Desde la capital palestina, la vida se ve de otra manera: «Hubo una época en la que soñé con una Iglesia en la pobreza y en la humildad, que no depende de las potencias de este mundo (...) Una Iglesia que transmite valor, en especial a quien se siente pequeño o pecador. Una Iglesia joven. Hoy ya no tengo esos sueños. Después de los 75 años he decidido rogar por la Iglesia».

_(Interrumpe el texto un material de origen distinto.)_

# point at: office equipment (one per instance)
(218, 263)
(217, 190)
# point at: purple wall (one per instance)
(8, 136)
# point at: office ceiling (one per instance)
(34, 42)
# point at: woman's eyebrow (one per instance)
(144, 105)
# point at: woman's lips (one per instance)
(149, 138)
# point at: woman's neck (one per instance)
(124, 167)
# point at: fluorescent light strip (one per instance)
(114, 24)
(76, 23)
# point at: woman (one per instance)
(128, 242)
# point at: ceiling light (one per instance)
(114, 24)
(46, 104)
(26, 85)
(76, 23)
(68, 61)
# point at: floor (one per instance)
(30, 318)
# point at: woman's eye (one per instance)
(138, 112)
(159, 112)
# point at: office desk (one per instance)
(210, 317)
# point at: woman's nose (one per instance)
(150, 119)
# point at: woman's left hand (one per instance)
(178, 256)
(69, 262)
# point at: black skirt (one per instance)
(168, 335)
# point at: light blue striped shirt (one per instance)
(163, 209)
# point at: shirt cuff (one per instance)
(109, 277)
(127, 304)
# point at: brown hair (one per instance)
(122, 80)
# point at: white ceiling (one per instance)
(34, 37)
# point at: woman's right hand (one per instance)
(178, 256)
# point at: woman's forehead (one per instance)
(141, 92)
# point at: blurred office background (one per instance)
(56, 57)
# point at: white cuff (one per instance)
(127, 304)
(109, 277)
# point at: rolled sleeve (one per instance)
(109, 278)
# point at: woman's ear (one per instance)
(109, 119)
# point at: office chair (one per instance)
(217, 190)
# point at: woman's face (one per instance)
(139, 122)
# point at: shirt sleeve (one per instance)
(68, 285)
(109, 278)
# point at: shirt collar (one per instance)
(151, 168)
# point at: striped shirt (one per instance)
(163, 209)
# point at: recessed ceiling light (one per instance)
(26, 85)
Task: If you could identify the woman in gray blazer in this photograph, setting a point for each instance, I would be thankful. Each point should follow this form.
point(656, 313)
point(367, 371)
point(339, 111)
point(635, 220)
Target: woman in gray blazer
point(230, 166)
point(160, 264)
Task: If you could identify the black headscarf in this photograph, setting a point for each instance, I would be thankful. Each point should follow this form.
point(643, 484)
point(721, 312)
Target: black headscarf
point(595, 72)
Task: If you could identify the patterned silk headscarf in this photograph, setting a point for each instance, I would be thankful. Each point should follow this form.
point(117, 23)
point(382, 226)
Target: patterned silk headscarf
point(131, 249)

En el trasfondo de sus manifestaciones de ahora, donde el cardenal aparece a veces angustiado -con un sentimiento más trágico de su fe-, surge el debate interminable del enfrentamiento de la Iglesia de Roma con la ciencia y el pensamiento moderno. Nuevamente, es un jesuita quien vuelve a plantear la discusión, para disgusto del Vaticano. La ventaja de Martini es que no está ya al alcance de ninguna pedrada. El también jesuita George Tyrrell fue castigado sin contemplaciones y suspendidido de sus sacramentos. Incluso se le negó sepultura en un cementerio católico cuando falleció en 1909. Su pecado: reivindicar, como Martini, el derecho de cada época a «adaptar la expresión del cristianismo a las certidumbres contemporáneas, para apaciguar el conflicto absolutamente innecesario entre la fe y la ciencia».

Lo que buscan todos estos pensadores es espantar cualquier riesgo de cometer otra vez el error Galileo.